Implications for the Quality of Healthcare in the United States

So the pipeline for training primary care doctors is in jeopardy. Does this matter?  A raft of research illustrates the problem with the de facto deemphasis on primary care.  Doctors in primary care specialties do patient centered work, not organ centered work.  They provide integrated healthcare for a large majority of healthcare needs and foster a sustained partnership with patients, all while managing multiple medical conditions. They consult specialists as necessary, coordinating care in what is often a labyrinth of care options.  Studies show this results in a decreased annual number of visits to specialty providers, with less frequent hospitalizations, fewer diagnostic tests, and overall reduced total medical charges. A strong primary care presence helps prevent illness and death, and that it is associated with a more equitable distribution of healthcare in populations. 
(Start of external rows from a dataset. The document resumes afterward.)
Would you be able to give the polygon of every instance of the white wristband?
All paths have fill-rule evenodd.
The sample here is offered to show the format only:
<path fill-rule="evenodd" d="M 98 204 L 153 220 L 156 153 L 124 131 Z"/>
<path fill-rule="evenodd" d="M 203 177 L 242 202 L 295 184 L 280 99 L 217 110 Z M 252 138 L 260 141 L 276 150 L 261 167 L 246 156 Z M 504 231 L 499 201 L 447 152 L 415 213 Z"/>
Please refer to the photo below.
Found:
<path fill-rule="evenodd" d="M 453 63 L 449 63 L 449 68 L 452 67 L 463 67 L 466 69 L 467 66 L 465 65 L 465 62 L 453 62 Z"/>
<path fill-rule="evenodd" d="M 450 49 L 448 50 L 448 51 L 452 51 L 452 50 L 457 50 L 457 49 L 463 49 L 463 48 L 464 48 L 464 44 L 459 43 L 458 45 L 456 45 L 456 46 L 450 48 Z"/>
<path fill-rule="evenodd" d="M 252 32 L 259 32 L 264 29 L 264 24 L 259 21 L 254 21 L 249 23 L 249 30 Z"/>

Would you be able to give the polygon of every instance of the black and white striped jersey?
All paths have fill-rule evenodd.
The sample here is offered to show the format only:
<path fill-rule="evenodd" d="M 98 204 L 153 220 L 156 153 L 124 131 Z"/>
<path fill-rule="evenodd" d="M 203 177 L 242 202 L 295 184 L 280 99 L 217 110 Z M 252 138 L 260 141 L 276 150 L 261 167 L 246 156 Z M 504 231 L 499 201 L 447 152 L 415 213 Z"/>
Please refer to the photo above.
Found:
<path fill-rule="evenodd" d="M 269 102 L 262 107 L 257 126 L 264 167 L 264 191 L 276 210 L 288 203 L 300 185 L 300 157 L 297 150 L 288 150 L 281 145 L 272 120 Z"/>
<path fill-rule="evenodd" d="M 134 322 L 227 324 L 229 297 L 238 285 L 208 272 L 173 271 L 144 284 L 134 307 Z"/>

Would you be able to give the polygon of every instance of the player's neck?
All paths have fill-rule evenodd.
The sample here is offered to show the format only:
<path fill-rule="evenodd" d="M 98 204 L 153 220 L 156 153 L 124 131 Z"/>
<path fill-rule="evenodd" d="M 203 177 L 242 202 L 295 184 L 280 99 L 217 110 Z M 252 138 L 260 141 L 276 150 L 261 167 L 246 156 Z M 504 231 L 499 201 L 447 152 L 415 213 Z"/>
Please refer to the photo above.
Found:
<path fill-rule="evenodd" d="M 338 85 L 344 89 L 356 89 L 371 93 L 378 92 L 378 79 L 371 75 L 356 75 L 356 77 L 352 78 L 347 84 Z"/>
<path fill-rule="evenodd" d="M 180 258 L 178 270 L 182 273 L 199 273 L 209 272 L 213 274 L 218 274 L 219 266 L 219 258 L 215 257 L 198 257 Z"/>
The current payment system favors high cost procedures over time spent on evaluation or management of care.  The U.S. has a high ratio of specialists to primary care physicians. 
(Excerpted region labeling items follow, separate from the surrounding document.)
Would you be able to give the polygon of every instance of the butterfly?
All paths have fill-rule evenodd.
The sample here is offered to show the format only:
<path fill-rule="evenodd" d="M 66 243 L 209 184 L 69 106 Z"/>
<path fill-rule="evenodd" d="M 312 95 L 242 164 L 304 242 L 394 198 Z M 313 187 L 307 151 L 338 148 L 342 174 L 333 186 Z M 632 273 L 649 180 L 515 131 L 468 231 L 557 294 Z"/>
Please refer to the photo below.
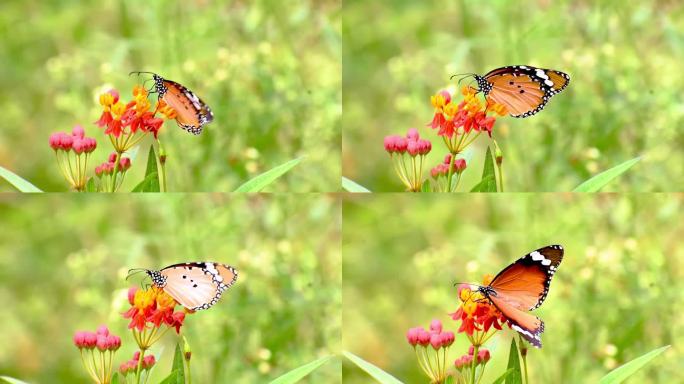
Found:
<path fill-rule="evenodd" d="M 237 280 L 237 270 L 209 261 L 170 265 L 158 271 L 144 269 L 152 284 L 187 309 L 209 309 Z"/>
<path fill-rule="evenodd" d="M 528 117 L 544 109 L 551 97 L 570 84 L 567 73 L 529 65 L 511 65 L 486 75 L 469 74 L 477 81 L 478 92 L 506 107 L 513 117 Z"/>
<path fill-rule="evenodd" d="M 530 344 L 541 348 L 544 322 L 528 311 L 538 308 L 549 293 L 551 279 L 563 260 L 563 247 L 539 248 L 504 268 L 480 292 Z"/>
<path fill-rule="evenodd" d="M 204 126 L 214 120 L 211 108 L 183 85 L 153 72 L 131 72 L 131 74 L 133 73 L 149 73 L 152 75 L 154 89 L 159 100 L 163 99 L 168 106 L 176 111 L 176 123 L 182 129 L 199 135 Z"/>

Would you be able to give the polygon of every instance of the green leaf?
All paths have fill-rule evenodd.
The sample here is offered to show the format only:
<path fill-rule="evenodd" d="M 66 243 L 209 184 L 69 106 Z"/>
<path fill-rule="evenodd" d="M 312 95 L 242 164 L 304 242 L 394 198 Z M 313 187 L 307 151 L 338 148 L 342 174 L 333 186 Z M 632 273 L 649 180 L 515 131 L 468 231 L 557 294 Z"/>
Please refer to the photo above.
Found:
<path fill-rule="evenodd" d="M 7 168 L 1 167 L 1 166 L 0 166 L 0 177 L 7 180 L 7 182 L 12 184 L 12 186 L 14 186 L 14 188 L 18 189 L 19 192 L 30 192 L 30 193 L 43 192 L 40 189 L 38 189 L 38 187 L 36 187 L 35 185 L 33 185 L 30 182 L 19 177 L 19 175 L 17 175 L 16 173 L 10 171 Z M 3 378 L 4 378 L 4 376 L 3 376 Z"/>
<path fill-rule="evenodd" d="M 185 361 L 183 351 L 181 351 L 180 343 L 176 344 L 176 352 L 173 353 L 172 372 L 176 372 L 176 383 L 185 384 Z"/>
<path fill-rule="evenodd" d="M 166 378 L 159 382 L 159 384 L 177 384 L 181 383 L 178 381 L 178 371 L 171 371 L 171 373 L 166 376 Z"/>
<path fill-rule="evenodd" d="M 511 351 L 508 353 L 507 368 L 512 371 L 506 376 L 506 384 L 522 384 L 520 358 L 518 357 L 518 347 L 515 345 L 515 338 L 511 340 Z"/>
<path fill-rule="evenodd" d="M 507 370 L 506 372 L 504 372 L 503 375 L 499 376 L 498 379 L 494 380 L 494 381 L 492 382 L 492 384 L 501 384 L 501 383 L 503 383 L 503 381 L 504 381 L 504 379 L 506 378 L 506 376 L 508 376 L 511 372 L 513 372 L 513 368 L 510 368 L 509 370 Z"/>
<path fill-rule="evenodd" d="M 496 192 L 496 171 L 494 170 L 492 150 L 489 147 L 485 153 L 485 166 L 482 169 L 482 180 L 478 186 L 480 187 L 475 192 Z"/>
<path fill-rule="evenodd" d="M 157 170 L 157 155 L 154 153 L 154 145 L 150 145 L 150 152 L 147 154 L 147 168 L 145 169 L 145 177 L 156 173 L 159 175 Z"/>
<path fill-rule="evenodd" d="M 11 378 L 11 377 L 9 377 L 9 376 L 0 376 L 0 379 L 1 379 L 1 380 L 4 380 L 5 382 L 10 383 L 10 384 L 28 384 L 28 383 L 25 382 L 25 381 L 21 381 L 21 380 L 18 380 L 18 379 L 13 379 L 13 378 Z"/>
<path fill-rule="evenodd" d="M 344 351 L 342 354 L 351 360 L 354 364 L 359 366 L 359 368 L 366 371 L 367 374 L 371 375 L 376 381 L 383 384 L 402 384 L 396 377 L 390 375 L 389 373 L 383 371 L 382 369 L 376 367 L 375 365 L 367 362 L 366 360 L 356 356 L 351 352 Z"/>
<path fill-rule="evenodd" d="M 356 182 L 353 182 L 344 176 L 342 176 L 342 189 L 347 192 L 370 193 L 370 190 L 368 190 L 366 187 L 362 186 L 361 184 L 357 184 Z"/>
<path fill-rule="evenodd" d="M 603 171 L 584 183 L 578 185 L 573 192 L 598 192 L 605 187 L 611 180 L 620 176 L 628 169 L 632 168 L 634 164 L 638 163 L 641 157 L 635 157 L 632 160 L 627 160 L 624 163 L 617 165 L 607 171 Z"/>
<path fill-rule="evenodd" d="M 145 176 L 131 192 L 159 192 L 159 178 L 156 173 Z"/>
<path fill-rule="evenodd" d="M 601 378 L 601 380 L 599 380 L 599 384 L 622 383 L 625 379 L 632 376 L 638 370 L 643 368 L 644 365 L 648 364 L 651 360 L 653 360 L 656 356 L 663 353 L 668 348 L 670 348 L 669 345 L 666 345 L 664 347 L 660 347 L 658 349 L 655 349 L 655 350 L 653 350 L 653 351 L 651 351 L 651 352 L 649 352 L 643 356 L 637 357 L 636 359 L 613 369 L 612 371 L 608 372 L 607 375 L 603 376 Z"/>
<path fill-rule="evenodd" d="M 470 190 L 470 192 L 487 192 L 488 185 L 494 181 L 494 178 L 491 176 L 487 176 L 486 178 L 482 179 L 479 183 L 477 183 L 473 189 Z"/>
<path fill-rule="evenodd" d="M 286 374 L 279 376 L 277 379 L 271 381 L 270 384 L 292 384 L 306 377 L 311 372 L 315 371 L 321 365 L 327 363 L 332 356 L 321 357 L 318 360 L 312 361 L 308 364 L 295 368 Z"/>
<path fill-rule="evenodd" d="M 95 178 L 91 177 L 86 183 L 86 192 L 97 192 L 97 186 L 95 185 Z"/>
<path fill-rule="evenodd" d="M 304 160 L 304 157 L 290 160 L 285 164 L 281 164 L 271 170 L 268 170 L 242 184 L 235 190 L 235 192 L 261 192 L 261 190 L 273 183 L 280 176 L 287 173 L 287 171 L 299 164 L 302 160 Z"/>

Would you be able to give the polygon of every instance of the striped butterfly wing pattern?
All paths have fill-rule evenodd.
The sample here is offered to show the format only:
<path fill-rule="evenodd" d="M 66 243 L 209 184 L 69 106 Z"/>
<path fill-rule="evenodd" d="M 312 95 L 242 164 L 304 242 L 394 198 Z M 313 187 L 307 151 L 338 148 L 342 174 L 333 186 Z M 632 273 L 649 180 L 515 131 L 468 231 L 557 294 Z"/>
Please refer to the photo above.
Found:
<path fill-rule="evenodd" d="M 570 83 L 568 74 L 529 65 L 511 65 L 475 76 L 479 90 L 504 105 L 513 117 L 528 117 L 544 109 L 551 97 Z"/>
<path fill-rule="evenodd" d="M 204 126 L 214 120 L 211 108 L 191 90 L 156 74 L 153 78 L 159 98 L 176 111 L 179 127 L 199 135 Z"/>
<path fill-rule="evenodd" d="M 213 262 L 170 265 L 150 271 L 152 282 L 187 309 L 209 309 L 237 280 L 237 270 Z"/>
<path fill-rule="evenodd" d="M 499 272 L 489 286 L 480 288 L 510 321 L 511 328 L 537 348 L 541 348 L 544 322 L 528 311 L 544 302 L 562 260 L 563 247 L 560 245 L 539 248 Z"/>

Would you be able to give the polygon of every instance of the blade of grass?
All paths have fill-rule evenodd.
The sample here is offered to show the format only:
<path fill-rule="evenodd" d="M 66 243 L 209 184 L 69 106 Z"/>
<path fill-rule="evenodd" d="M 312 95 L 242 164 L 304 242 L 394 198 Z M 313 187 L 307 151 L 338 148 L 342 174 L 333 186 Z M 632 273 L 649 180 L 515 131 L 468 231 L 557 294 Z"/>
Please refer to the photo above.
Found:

First, let me acknowledge that specialists do good and important work.  My brief is that the imbalance in reimbursement is unfair and bad for healthcare in general.  But fixes to the scandalously imbalanced system are unlikely.  I have shown that the influential body that basically determines parameters for physician reimbursement is heavily stacked against primary care.  And the amount spent on federal lobbying for subspecialty care outnumbers primary care by an almost three to one ratio.  Relying on a feckless Congress for significant reform is quixotic.
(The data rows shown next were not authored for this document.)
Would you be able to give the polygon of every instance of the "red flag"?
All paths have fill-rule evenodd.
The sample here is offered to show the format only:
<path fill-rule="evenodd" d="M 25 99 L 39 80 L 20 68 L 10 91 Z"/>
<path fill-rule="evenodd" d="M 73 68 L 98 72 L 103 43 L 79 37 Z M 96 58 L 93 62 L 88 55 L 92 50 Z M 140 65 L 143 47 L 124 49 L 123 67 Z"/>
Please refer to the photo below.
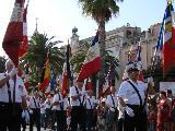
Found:
<path fill-rule="evenodd" d="M 98 34 L 100 33 L 97 32 L 88 51 L 86 58 L 78 75 L 78 81 L 83 81 L 102 69 L 102 59 L 98 48 Z"/>
<path fill-rule="evenodd" d="M 24 57 L 28 49 L 28 37 L 27 37 L 27 23 L 26 23 L 26 14 L 27 14 L 27 7 L 24 9 L 23 13 L 23 41 L 20 45 L 19 57 Z"/>
<path fill-rule="evenodd" d="M 25 78 L 24 78 L 24 86 L 28 88 L 28 64 L 26 66 Z"/>
<path fill-rule="evenodd" d="M 62 84 L 61 84 L 61 94 L 66 96 L 69 93 L 69 76 L 67 72 L 67 64 L 63 64 L 63 73 L 62 73 Z"/>
<path fill-rule="evenodd" d="M 165 31 L 163 45 L 163 73 L 167 75 L 175 67 L 175 27 L 174 27 L 174 9 L 168 3 L 165 11 Z"/>
<path fill-rule="evenodd" d="M 15 0 L 13 12 L 2 41 L 2 48 L 13 63 L 19 66 L 20 44 L 23 41 L 24 0 Z"/>
<path fill-rule="evenodd" d="M 44 73 L 44 80 L 39 83 L 38 88 L 39 91 L 44 90 L 49 85 L 50 82 L 50 63 L 49 63 L 49 53 L 47 53 L 46 63 L 45 63 L 45 73 Z"/>
<path fill-rule="evenodd" d="M 139 43 L 138 48 L 137 48 L 137 59 L 136 59 L 136 62 L 137 62 L 137 67 L 138 67 L 138 69 L 139 69 L 138 80 L 143 82 L 144 79 L 143 79 L 143 73 L 142 73 L 141 45 L 140 45 L 140 43 Z"/>

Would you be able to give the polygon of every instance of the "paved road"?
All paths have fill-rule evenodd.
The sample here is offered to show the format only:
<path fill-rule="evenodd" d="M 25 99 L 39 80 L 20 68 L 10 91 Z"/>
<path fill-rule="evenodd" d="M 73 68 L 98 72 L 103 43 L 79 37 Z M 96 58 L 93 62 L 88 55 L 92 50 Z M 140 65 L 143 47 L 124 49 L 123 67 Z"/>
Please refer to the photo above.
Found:
<path fill-rule="evenodd" d="M 25 131 L 30 131 L 30 127 L 28 126 L 26 127 Z M 37 129 L 34 127 L 33 131 L 37 131 Z M 40 131 L 52 131 L 52 130 L 50 130 L 50 129 L 44 130 L 44 128 L 42 128 Z"/>

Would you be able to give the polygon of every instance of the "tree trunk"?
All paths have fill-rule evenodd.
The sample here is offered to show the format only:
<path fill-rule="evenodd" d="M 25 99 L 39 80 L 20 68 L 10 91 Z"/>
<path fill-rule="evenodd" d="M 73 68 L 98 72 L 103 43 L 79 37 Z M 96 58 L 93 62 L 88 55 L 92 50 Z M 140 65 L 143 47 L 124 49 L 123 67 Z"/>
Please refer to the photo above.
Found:
<path fill-rule="evenodd" d="M 102 70 L 100 71 L 100 78 L 98 78 L 98 91 L 102 90 L 103 84 L 105 83 L 105 61 L 104 61 L 104 55 L 106 49 L 106 33 L 105 33 L 105 20 L 102 20 L 98 23 L 98 29 L 100 29 L 100 55 L 102 57 Z"/>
Nevertheless, the issue that finds primary doctors to be compensated at a rate that produces incomes that are on average 69% of that of specialists has an easy theoretical fix…close the gap.  There are other issues besides money: the practice of primary care is more challenging–more paperwork and administrative burden, more off hour responsibilities, less perceived prestige.  But a policy that closes the gap in net incomes is surely the first step.

Raising primary care reimbursement is conceptually easy.  However, no one in this economy is looking to increase the nation’s healthcare bill.  And how much to increase primary care physician services?  Increase reimbursement to the point that primary doctors earn 80% of specialists’ incomes?  90%?  Equal?  Given the importance of primary care, maybe even more.

I don’t know what level of increased relative reimbursement for primary doctors would get the job done.  I propose an organic process:  freeze reimbursement for procedures that will close the gap until medical students start choosing primary care training in numbers that will populate primary care training programs to the point of what healthcare experts believe is an optimal ratio of primary care doctors to specialists.  This could take awhile, but the beginning of the fix could start tomorrow.


I suspect that a large part of the reason for the imbalance between compensation for primary care services as opposed to specialty services is the American tendency to value concrete data.  It is easy to quantify the value of, say, the removal of a diseased appendix, but much more difficult to reward an internist for a deft diagnosi of depression in a patient with multiple somatic complaints. The current payment system favors high cost procedures over time spent on evaluation or management of care.  A wise person once said that the most important things are the hardest to measure. 

*Private insurers generally pay more for healthcare services, but Medicare payments have a great influence on non-governmental insurance plan reimbursement, especially the relative reimbursement for different types of physicians.